Approaching change from technology, or from the concept of store, or from the implementation of a digital marketing strategy is a mistake.
As far as the value chain is concerned, this whole process is also a challenge for suppliers, logistics, information systems.
FI: Without a doubt. Gabriel Farías, a sourcing expert, recently wrote that sourcing technology implies speed. Software such as Centric, which allows the vertical integration of the value chain of both suppliers and the internal work flow of the entire production process, from design, pattern-making, purchasing to logistics and even to administration, are differential tools to gain speed in the time-to-market. Companies such as Nextail, which are developing algorithms for the optimization of purchase, distribution, restocking and movements between stores, seek to optimize stock to maximize sales opportunities and improve gross margin, which is crucial in these turbulent times of discounts and endless promotions. And what can we say about solutions like Salesforce.com, which allow us to complete an omnicanal strategy, with optimum management of the client portfolio that multiplies the effectiveness of our digital marketing campaigns. We could go on for hours, but I think this shows to what extent technology is impacting retail.
In an environment so liquid that it transforms so quickly, strategic planning in the mid and long term is more complex. However, in what timeframe should/could a strategic and operational change such as this be undertaken?
FI: The problem is not so much in the change of the retail model as in the industry. Today it is easier than ever to lift brands out of nowhere, as Hawkers has done, which is already approaching 100 million euros in turnover. It is true that many of these pure online players are launched into the physical world without a clear model, or without sufficient experience, generating a legacy that if not managed in time can destroy the company itself. It is precisely the management of this legacy that, in my experience, generates the greatest problems for retailers.

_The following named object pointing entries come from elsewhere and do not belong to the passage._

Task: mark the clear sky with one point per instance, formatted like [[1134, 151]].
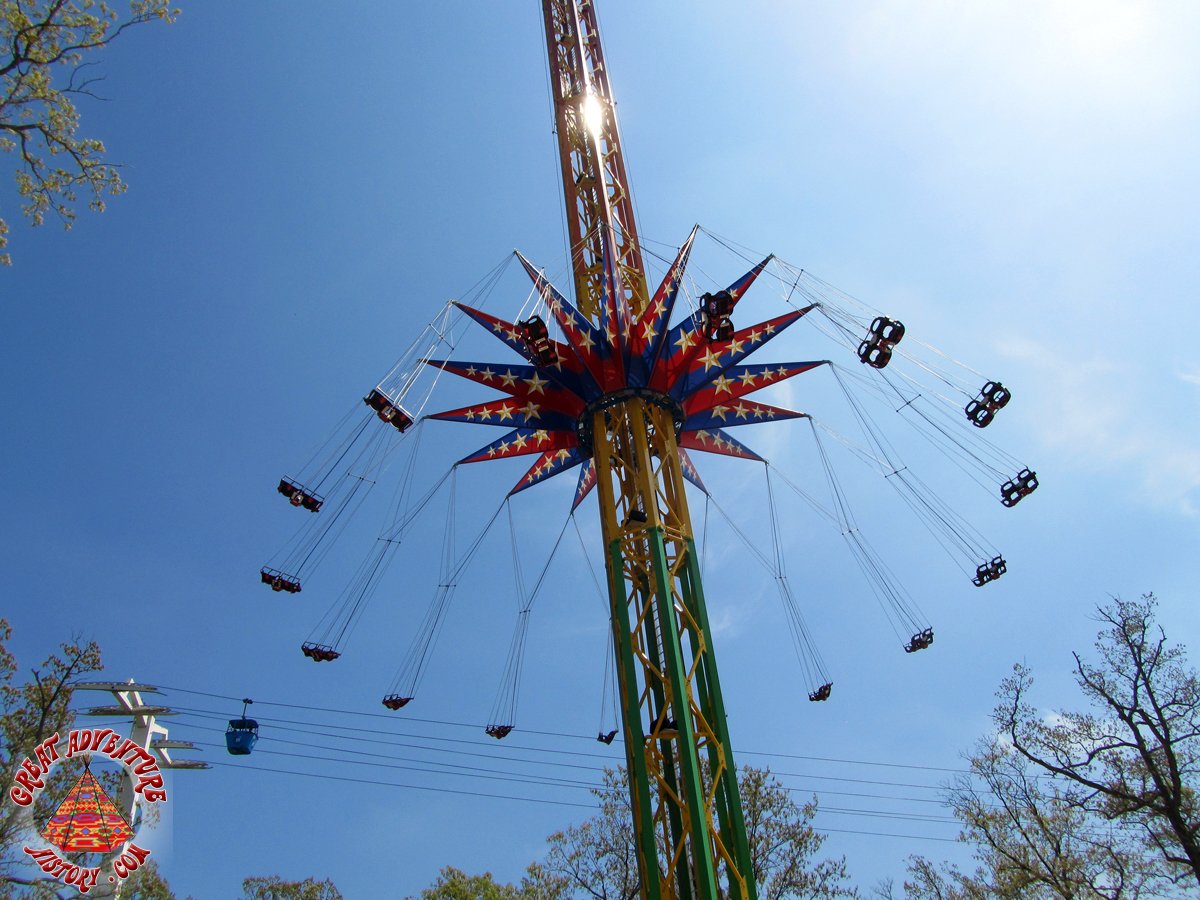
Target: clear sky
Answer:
[[1018, 183]]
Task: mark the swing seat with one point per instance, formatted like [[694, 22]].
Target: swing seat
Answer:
[[874, 354], [717, 306], [319, 652], [979, 413], [720, 329], [886, 330], [388, 412], [921, 641], [821, 693], [279, 580], [299, 496], [996, 395], [537, 339]]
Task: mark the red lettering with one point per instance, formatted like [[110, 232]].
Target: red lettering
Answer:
[[149, 781], [138, 853], [47, 751], [79, 742], [27, 781]]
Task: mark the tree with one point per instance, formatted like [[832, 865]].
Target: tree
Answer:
[[39, 120], [1032, 840], [147, 883], [1098, 803], [456, 885], [599, 858], [29, 713], [273, 887]]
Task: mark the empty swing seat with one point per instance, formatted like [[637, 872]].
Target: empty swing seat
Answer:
[[921, 641], [821, 693], [876, 348], [388, 411], [993, 397], [717, 310], [537, 340], [279, 580], [299, 496], [1020, 486], [319, 652], [989, 571]]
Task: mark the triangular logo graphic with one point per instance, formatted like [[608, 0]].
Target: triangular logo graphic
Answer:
[[88, 821]]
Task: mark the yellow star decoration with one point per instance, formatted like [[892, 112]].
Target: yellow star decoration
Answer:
[[537, 384]]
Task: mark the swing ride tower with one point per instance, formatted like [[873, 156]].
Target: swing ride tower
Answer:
[[625, 395], [673, 714]]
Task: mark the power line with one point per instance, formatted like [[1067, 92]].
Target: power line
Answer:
[[563, 735]]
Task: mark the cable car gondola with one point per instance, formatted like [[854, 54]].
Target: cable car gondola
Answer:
[[243, 733]]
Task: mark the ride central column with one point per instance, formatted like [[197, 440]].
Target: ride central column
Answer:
[[688, 813]]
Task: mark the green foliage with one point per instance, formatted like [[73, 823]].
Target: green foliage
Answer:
[[273, 887], [30, 712], [598, 858], [39, 120], [1099, 803], [456, 885], [147, 883]]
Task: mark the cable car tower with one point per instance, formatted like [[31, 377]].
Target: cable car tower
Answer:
[[673, 713]]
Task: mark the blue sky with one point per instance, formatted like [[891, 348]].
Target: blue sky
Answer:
[[307, 187]]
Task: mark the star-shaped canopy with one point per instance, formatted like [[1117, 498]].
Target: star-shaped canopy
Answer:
[[705, 377]]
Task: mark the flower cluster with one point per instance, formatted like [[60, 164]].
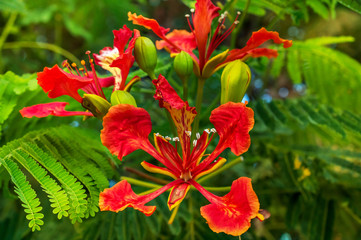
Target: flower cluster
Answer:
[[126, 127]]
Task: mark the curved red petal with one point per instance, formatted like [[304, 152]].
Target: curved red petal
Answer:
[[126, 129], [54, 109], [205, 12], [57, 82], [177, 194], [255, 41], [183, 39], [148, 23], [233, 121], [121, 196], [233, 212], [121, 38], [180, 111]]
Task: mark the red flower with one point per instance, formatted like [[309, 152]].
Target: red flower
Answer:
[[119, 60], [56, 82], [201, 38], [126, 129]]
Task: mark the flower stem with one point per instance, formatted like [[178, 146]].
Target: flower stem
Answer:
[[140, 183], [174, 213], [199, 99], [237, 29], [185, 88], [225, 167], [5, 33], [146, 176]]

To a greater or lesser extent all the so-called brick and mortar have a burden on their backs, whether in human resources as we have seen, or in location, systems, processes, etc. that are no longer valid under the new retail paradigm. Therefore, I would recommend patience, and not skimping on resources. It’s a race for the long term. This is easy to say and difficult to put into practice when you have some objectives and/or expectations for the investment by the company’s shareholders. The bad news is that the new model will require heavy investments in systems, disinvestments and investments for the relocation of commercial spaces in the new model that the digitalization sets for us, a deep process of transformation of the company’s culture, and a maturation period of 2 to 4 years, depending on where each retailer is in particular. The good news is that not everyone will see it coming, or will be able to convince their shareholders of the necessary investments, and that those who do not will fall off the path, generating a new natural selection. Those who survive will experience very sweet moments.